In some scheduling alterations, the Big Ten announced today the Gophers will play three Friday games—October 30 at Maryland, and host Iowa and Purdue November 13 and 20 respectively. Those games had been scheduled for Saturdays.

Minnesota Vikings coach Mike Zimmer meets with the media via Zoom at 4:30 p.m. today. The last time the Vikings started a season 1-4 was in 2011 under Leslie Frazier and they went on to a 3-13 finish.

Billy Robertson

Minnesota native and former Olympic middle distance runner Carrie Tollefson is the latest guest on “Behind the Game,” with co-hosts Patrick Klinger and Bill Robertson. Growing up in small town Dawson, she became one of the state’s great success stories among female athletes. The show is available for viewing on YouTube and on Twin Cities cable TV channels.

If preps Kenny Pohto and Treyton Thompson keep their verbal commitments to join the 2021 Gophers freshman class it looks like they will be part of a roster with six players 6-foot-9 or taller a year from now.

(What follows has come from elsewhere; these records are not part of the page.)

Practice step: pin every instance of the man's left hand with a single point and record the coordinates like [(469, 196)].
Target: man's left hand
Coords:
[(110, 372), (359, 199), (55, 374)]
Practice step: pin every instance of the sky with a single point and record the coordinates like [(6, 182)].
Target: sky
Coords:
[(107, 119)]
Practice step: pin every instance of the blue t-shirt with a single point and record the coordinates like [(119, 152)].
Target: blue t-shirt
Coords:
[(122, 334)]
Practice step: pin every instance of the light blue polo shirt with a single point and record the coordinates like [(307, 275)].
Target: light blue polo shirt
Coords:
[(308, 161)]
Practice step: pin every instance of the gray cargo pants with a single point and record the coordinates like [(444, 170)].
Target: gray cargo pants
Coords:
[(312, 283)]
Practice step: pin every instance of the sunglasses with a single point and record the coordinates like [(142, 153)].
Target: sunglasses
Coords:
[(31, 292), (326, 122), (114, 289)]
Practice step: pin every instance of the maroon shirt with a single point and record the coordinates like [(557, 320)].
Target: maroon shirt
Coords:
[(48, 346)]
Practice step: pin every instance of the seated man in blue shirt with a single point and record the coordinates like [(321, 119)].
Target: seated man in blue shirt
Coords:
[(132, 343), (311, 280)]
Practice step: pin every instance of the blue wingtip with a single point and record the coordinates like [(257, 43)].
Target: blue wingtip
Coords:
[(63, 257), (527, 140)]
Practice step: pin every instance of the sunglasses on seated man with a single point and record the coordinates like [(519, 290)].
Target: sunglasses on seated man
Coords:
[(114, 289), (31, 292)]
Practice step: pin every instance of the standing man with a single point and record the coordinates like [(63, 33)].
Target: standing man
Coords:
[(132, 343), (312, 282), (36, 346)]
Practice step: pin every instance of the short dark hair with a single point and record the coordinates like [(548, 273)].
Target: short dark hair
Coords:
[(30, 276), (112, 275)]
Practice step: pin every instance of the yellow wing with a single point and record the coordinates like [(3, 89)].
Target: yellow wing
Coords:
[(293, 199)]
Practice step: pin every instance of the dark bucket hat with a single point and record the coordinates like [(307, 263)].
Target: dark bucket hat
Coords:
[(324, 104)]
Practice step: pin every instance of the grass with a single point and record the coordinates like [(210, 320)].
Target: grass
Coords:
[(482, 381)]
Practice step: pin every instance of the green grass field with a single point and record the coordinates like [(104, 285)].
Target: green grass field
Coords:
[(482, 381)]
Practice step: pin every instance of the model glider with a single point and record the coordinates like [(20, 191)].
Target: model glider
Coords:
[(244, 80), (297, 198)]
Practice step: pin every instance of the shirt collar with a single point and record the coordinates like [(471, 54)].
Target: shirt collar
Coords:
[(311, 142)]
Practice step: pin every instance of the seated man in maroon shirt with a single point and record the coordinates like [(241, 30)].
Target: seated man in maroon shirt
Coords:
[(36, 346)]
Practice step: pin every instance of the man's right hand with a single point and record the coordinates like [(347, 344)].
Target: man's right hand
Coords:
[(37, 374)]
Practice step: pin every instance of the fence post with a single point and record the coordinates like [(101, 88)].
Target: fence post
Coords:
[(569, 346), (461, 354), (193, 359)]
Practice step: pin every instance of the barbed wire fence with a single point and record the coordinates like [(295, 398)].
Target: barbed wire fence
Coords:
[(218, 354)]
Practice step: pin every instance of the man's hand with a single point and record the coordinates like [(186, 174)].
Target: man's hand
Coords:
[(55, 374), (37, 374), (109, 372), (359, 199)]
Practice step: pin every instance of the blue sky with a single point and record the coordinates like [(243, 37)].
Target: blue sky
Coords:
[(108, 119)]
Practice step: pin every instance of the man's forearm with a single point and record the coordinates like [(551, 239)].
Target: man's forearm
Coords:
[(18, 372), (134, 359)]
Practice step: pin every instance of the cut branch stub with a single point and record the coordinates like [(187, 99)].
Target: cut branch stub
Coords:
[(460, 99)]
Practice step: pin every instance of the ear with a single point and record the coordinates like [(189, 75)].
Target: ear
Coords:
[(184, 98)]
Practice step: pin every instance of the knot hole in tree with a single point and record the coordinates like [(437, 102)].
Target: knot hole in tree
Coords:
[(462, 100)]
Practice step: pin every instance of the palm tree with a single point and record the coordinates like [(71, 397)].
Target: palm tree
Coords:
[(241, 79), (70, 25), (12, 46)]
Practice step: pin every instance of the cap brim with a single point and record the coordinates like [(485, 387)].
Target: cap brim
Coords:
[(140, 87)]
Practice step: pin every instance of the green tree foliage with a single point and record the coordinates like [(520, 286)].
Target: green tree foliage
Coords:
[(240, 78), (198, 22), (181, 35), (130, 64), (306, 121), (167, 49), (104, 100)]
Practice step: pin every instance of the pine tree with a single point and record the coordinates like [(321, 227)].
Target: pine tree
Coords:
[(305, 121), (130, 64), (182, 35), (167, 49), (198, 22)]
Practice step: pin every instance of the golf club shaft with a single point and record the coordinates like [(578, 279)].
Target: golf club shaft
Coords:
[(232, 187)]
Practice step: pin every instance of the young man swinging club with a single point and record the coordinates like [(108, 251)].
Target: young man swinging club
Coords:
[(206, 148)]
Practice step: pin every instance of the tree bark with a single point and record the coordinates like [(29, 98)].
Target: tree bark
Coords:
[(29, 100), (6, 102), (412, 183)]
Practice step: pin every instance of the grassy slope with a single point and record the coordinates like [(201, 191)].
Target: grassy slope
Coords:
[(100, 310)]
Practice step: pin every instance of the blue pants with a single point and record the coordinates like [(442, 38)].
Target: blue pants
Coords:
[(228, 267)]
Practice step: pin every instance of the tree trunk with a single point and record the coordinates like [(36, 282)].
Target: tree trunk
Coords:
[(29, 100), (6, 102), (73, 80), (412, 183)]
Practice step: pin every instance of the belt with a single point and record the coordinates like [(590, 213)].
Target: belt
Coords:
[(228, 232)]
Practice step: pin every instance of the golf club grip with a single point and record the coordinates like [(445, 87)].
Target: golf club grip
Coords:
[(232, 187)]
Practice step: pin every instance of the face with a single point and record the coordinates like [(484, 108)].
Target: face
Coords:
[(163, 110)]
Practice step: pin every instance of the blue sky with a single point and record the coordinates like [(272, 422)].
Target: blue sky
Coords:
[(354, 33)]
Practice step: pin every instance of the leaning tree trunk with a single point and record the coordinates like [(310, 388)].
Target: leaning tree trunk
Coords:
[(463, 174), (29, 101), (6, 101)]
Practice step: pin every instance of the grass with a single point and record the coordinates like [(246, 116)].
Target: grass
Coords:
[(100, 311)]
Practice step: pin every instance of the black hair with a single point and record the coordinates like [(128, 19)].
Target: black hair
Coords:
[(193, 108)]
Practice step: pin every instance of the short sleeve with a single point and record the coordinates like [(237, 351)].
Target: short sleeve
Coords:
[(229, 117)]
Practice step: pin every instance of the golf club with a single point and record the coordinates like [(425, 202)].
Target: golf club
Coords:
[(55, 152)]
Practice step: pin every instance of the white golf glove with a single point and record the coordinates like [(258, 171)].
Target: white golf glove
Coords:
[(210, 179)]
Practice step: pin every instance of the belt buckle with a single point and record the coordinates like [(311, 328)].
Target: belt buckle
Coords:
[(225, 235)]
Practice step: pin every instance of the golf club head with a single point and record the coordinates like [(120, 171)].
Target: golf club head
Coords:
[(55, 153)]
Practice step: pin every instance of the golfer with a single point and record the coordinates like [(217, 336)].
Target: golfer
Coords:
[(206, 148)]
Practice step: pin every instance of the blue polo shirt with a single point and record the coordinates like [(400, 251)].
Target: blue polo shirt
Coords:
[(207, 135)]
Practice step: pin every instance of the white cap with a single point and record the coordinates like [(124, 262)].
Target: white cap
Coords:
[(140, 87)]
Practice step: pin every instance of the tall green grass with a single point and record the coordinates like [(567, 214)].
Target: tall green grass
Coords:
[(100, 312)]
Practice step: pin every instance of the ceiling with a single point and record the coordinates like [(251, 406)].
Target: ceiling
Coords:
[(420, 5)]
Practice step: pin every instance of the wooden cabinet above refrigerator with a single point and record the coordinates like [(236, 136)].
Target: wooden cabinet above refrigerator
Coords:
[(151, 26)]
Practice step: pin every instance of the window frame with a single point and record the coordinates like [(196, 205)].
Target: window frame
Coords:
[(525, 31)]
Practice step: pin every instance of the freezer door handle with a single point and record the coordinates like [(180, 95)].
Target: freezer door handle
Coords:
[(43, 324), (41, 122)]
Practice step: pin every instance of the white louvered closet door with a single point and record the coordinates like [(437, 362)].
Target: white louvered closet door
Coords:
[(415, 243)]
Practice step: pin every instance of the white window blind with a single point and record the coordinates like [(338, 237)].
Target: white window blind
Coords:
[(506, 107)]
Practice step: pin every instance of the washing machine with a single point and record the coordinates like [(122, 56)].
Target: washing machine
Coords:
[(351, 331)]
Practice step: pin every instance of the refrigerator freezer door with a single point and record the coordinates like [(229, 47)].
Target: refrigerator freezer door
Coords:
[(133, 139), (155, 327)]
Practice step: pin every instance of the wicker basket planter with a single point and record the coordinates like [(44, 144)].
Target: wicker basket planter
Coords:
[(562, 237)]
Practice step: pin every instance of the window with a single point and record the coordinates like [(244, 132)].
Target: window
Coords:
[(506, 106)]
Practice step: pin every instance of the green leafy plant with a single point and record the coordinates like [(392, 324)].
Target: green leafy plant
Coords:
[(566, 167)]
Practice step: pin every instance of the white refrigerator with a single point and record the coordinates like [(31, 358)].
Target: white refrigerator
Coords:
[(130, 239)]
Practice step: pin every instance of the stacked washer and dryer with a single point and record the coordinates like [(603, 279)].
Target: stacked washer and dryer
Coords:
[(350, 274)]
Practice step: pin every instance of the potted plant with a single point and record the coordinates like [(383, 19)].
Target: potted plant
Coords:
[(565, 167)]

Pohto, from Sweden by way of Sunrise Christian Academy in Kansas, and Thompson, a native of Alexandria, Minnesota could join present bigs Sam Freeman, Isaiah Ihnen, Martice Mitchell and Liam Robbins.

That kind of height and wing span presents multiple potential advantages for the coaching staff including use of zone defenses where Minnesota bigs would be difficult to shoot over and could clog passing lanes.

As for the coming 2020-2021 season, coach Richard Pitino’s team won’t find much love from media prognosticators who see Minnesota finishing far down in the Big Ten standings. Frustrating for Gophers fans, too, is that border rivals Iowa and Wisconsin are projected at the top of the league and receiving high national rankings.

Wisconsin, as usual carrying a roster with Minnesota natives, has an All-American favorite in forward Nate Reuvers from Lakeville North.

The Lakers have now won 17 world championships, including five in Minneapolis, and are tied with the Boston Celtics for most ever. The Minneapolis Lakers won championships in 1949, 1950, 1952, 1953 and 1955 before moving to Los Angeles for the 1960-61 season.